And it is not kernel-intensive, it nearly running all in user level.

'Top' output: 25:0%us VS 0.0%sy

Tasks: 319 total, 9 running, 310 sleeping, 0 stopped, 0 zombie
Cpu(s): 25.0%us, 0.0%sy, 0.0%ni, 74.5%id, 0.4%wa, 0.1%hi, 0.0%si,
0.0%st
...

> So, please run a broader set of tests so we can see the effects?
>

Really, I have no more ideas for the suitable benchmarks.
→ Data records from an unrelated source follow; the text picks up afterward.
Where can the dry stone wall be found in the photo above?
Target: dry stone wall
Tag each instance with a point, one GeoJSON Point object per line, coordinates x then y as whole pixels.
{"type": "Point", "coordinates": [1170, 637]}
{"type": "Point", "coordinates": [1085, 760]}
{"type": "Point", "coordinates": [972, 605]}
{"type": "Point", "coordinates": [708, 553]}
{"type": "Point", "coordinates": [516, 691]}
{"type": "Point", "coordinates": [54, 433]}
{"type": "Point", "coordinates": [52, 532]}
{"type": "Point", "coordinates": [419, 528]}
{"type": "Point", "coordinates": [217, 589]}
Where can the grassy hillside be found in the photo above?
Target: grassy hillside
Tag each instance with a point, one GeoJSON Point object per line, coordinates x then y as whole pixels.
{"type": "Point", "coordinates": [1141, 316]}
Just tried the kbuild -j 16 on the 32 LCPU SNB EP, power just saved 10%,
but compile time increase about ~15%.
Seems if the task number is variation around the powersaving criteria
number, that just cause trouble.




--
Thanks
Alex

2012-11-07 13:03:33

by Alex Shi

[permalink] [raw]
Subject: Re: [RFC PATCH 1/3] sched: add sched_policy and it's sysfs interface

On 11/06/2012 11:20 PM, Luming Yu wrote:
> On Tue, Nov 6, 2012 at 8:09 AM, Alex Shi <[email protected]> wrote:
>> This patch add the power aware scheduler knob into sysfs:
>
> The problem is user doesn't know how to use this knob.
>
> Based on what data, people could select one policy which could be surely
> better than another?
>
> "Packing small tasks" approach could be better and more intelligent.
> http://thread.gmane.org/gmane.linux.kernel/1348522

It is not conflict with this patchset. :)
>
> Just some random thoughts, as I didn't have chance to look into the
> details of that patch set yet. But to me, we need to exploit the fact
> that we could automatically bind a group of tasks on minimal set of
> CPUs that can provide sufficient CPU cycles that are comparable to
> a"cpu- run-average" that the task group can get in pure CFS situation
> in a given period, until we see more CPU is needed.Then we probably
> can maintain required CPU power available to the corresponding
> workload, while leaving all other CPUs into power saving mode. The
> problem is historical data suggested pattern could become invalid in
> future, then we need more CPUs in future..I think this is the point we
> need to know before spread or not-spread decision ...if spread would
> not help CPU-run-average ,we don't need waste CPU power..but I don't
> know how hard it could be. But I'm pretty sure sysfs knob is harder.
> :-) /l
>


--
Thanks
Alex

2012-11-07 13:27:21

by Alex Shi

[permalink] [raw]
Subject: Re: [RFC PATCH 2/3] sched: power aware load balance,

On 11/07/2012 12:37 PM, Preeti Murthy wrote:
> Hi Alex,
>
> What I am concerned about in this patchset as Peter also
> mentioned in the previous discussion of your approach
> (https://lkml.org/lkml/2012/8/13/139)
> is that:
>
> 1.Using nr_running of two different sched groups to decide which one
> can be group_leader or group_min might not be be the right approach,
> as this might mislead us to think that a group running one task is less
> loaded than the group running three tasks although the former task is
> a cpu hogger.
>
> 2.Comparing the number of cpus with the number of tasks running in a sched
> group to decide if the group is underloaded or overloaded again faces
> the same issue.The tasks might be short running,not utilizing cpu much.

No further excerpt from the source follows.